So, lowering is probably not on my list
Navy Lifer:
"So, lowering is probably not on my list--if you were building from scratch, that could be factored in, but the suspension points, wheel travel, suspension geometry, wheel openings, etc limit how far you can or should go in the lowering department--just for the sake of making the car lower. Yes it looks cool, but first & foremost,
there MUST be adequate travel for the suspension to work properly. Lowering puts the front suspension, especially, in a situation where the geometry is at it's outside range of acceptability (or beyond) and IF the outside front position bottoms out, the available traction at that corner basically goes to zero.
Better to up the rate on the front springs to ensure travel at high loads,
keep close to standard ride height (for all the reasons mentioned above), play with the different bars you have mentioned, and then work on an ideal alignment setup to dial in the car.
Do not assume that a rear bar is essential for the car to handle well--increased front spring rate will help reduce camber change from chassis roll (which drastically changes total tire contact patch). Some additional front spring suggestions include Moog 7268 (750#) and 7270 (800# +)--ideal to work with this would be a re-valved AK1053, or the street adjustable Koni's, but, again, there are the budget/rules consideration(s).
Stock SS rear springs are a good starting point--OE spec is 154#, I recall. The Speedway springs may actually lower the rear, but that can be corrected with spacers, or perhaps accommodated in the acceptable range from stock ride height springs--just remember that lowering the rear will also have an impact on what the front alignment settings are.
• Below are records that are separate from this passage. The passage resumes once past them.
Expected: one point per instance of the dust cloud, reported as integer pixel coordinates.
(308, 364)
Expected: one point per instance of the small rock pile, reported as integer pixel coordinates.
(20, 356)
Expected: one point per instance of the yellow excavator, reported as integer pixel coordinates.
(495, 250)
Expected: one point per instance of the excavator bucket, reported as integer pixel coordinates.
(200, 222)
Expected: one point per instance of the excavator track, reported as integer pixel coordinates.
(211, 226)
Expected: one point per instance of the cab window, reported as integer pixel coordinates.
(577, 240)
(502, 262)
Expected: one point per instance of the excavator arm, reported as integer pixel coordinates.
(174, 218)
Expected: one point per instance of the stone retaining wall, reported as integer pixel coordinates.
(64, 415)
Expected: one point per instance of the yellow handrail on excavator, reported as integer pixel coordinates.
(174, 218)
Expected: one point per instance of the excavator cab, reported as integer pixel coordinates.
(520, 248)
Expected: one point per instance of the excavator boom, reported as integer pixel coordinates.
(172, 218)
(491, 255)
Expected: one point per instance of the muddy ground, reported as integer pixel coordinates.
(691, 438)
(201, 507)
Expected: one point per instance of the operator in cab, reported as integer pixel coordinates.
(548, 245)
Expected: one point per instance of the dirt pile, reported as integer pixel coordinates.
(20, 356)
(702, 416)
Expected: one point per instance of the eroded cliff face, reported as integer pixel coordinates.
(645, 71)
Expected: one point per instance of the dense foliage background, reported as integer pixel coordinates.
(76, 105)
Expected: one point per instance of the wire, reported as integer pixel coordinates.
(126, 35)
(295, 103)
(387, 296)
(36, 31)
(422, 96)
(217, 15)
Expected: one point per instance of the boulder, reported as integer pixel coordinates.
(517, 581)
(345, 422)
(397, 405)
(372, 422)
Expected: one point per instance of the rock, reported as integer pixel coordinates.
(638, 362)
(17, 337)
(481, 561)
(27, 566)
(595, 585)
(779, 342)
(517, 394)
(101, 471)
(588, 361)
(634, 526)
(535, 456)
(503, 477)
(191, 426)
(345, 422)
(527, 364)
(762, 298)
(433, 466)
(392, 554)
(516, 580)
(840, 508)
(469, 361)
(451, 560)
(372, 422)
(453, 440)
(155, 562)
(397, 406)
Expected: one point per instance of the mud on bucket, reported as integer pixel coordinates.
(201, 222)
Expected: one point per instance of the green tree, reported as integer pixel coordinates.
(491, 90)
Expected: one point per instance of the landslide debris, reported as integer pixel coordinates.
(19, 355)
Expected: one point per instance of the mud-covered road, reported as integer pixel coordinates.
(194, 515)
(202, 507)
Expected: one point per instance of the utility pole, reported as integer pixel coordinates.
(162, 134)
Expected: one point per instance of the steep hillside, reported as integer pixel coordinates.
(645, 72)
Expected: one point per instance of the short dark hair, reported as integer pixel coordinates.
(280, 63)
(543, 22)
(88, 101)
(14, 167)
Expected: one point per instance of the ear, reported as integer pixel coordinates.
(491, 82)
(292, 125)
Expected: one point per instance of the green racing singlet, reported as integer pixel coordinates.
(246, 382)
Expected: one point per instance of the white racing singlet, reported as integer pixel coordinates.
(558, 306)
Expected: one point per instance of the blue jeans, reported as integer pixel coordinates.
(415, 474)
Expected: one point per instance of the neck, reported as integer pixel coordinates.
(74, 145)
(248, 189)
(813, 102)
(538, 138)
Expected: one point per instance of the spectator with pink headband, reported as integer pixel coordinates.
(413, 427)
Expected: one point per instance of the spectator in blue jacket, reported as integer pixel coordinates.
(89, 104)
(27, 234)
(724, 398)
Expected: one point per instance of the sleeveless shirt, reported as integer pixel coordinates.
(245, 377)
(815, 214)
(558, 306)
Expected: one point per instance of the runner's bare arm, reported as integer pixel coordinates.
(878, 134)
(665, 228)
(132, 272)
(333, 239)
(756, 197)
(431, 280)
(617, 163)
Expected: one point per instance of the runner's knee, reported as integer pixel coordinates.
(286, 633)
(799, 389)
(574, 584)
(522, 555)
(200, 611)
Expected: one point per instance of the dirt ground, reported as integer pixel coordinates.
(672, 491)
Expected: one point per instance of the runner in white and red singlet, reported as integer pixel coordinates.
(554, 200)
For the money spent, good shocks are one thing to focus on, but not understanding the full budget limitations, I can only say do the best you can.
The other consideration with lowering the car is that shock length relative to total suspension travel does matter--and ideally the shocks will be at mid-travel with the car static. Lowering the car any significant amount creates some potential for bottoming or damaging the shock(s), which is not good. If the car is to be lowered, either new shocks with extended & compressed lengths to accommodate that change should be sought out, or the mount(s) may need to be modified to restore the shocks to a mid-travel position. At the very least, check the shock travel against suspension travel to determine whether there IS a potential travel issue.
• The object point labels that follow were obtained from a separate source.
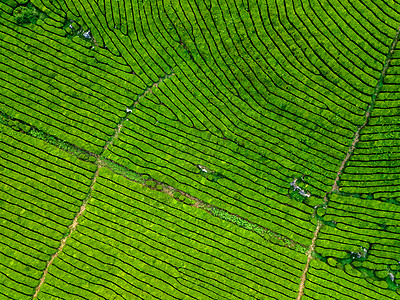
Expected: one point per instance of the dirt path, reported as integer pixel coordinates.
(356, 139)
(130, 109)
(72, 228)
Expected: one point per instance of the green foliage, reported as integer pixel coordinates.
(121, 170)
(26, 14)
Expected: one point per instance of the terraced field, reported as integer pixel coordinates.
(199, 149)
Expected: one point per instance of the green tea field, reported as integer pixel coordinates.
(199, 149)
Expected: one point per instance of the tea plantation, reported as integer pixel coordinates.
(214, 149)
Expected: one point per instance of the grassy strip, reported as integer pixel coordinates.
(273, 237)
(28, 129)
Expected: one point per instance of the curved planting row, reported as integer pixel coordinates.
(327, 282)
(362, 240)
(135, 242)
(41, 191)
(296, 115)
(76, 93)
(374, 169)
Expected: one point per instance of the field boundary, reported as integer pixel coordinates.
(71, 228)
(129, 109)
(356, 138)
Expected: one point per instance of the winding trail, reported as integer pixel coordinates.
(71, 228)
(356, 139)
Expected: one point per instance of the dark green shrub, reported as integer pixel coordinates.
(151, 183)
(27, 14)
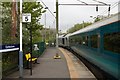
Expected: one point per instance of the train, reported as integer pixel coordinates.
(98, 43)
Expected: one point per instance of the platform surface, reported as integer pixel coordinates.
(67, 67)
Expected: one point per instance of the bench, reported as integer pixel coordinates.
(29, 59)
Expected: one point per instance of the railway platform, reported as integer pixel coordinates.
(68, 67)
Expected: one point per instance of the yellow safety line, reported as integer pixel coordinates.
(71, 67)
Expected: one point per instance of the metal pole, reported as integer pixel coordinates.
(45, 27)
(56, 23)
(30, 49)
(20, 52)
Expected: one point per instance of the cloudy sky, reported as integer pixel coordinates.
(70, 15)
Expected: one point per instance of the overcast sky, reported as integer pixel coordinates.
(70, 15)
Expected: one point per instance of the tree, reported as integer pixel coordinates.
(78, 27)
(36, 10)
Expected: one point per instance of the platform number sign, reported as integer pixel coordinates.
(26, 17)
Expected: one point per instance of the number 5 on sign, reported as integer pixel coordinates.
(26, 17)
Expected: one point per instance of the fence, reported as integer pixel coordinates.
(10, 60)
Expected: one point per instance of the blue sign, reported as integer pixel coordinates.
(9, 47)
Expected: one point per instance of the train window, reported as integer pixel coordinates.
(112, 42)
(94, 41)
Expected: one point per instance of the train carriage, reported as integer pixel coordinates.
(99, 43)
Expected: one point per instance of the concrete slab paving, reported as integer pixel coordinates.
(48, 67)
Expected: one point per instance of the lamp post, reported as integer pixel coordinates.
(45, 24)
(21, 51)
(57, 23)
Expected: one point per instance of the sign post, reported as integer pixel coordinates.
(26, 18)
(20, 52)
I don't think it would be economically worth the effort to try to work out the Ackerman issues--if this was a full-out race car with race tires, the grip level would make that important, but with the weight of the car, the size and type (I assume DOT street-spec) tire is going to result in wheel-slip rates that would not change significantly regardless of the situation with the Ackerman effect.
I would take a look at the steering gear to see what can be done by way of bracing to stabilize the left frame rail--it's an interesting thing to watch the gear move even while static and see it "walk" back & forth with steering wheel inputs--not dramatic, but imagine how much it might move under dynamic load conditions. "
Well you would be surprised at how well you can make it handle without lowering it.
Hi Guys- new here and have been researching posts for some time trying to determine suspension setup. I have a 1995 9c1 that I race in the 24 hours of Lemons series. I've run a couple races now and would like to get her to handle better, lower CG, & save tires. The car is gutted and...
www.impalassforum.com
I just wanted a few respected members to quote as counter point the opinions of the best handling is at the lowest suspension level.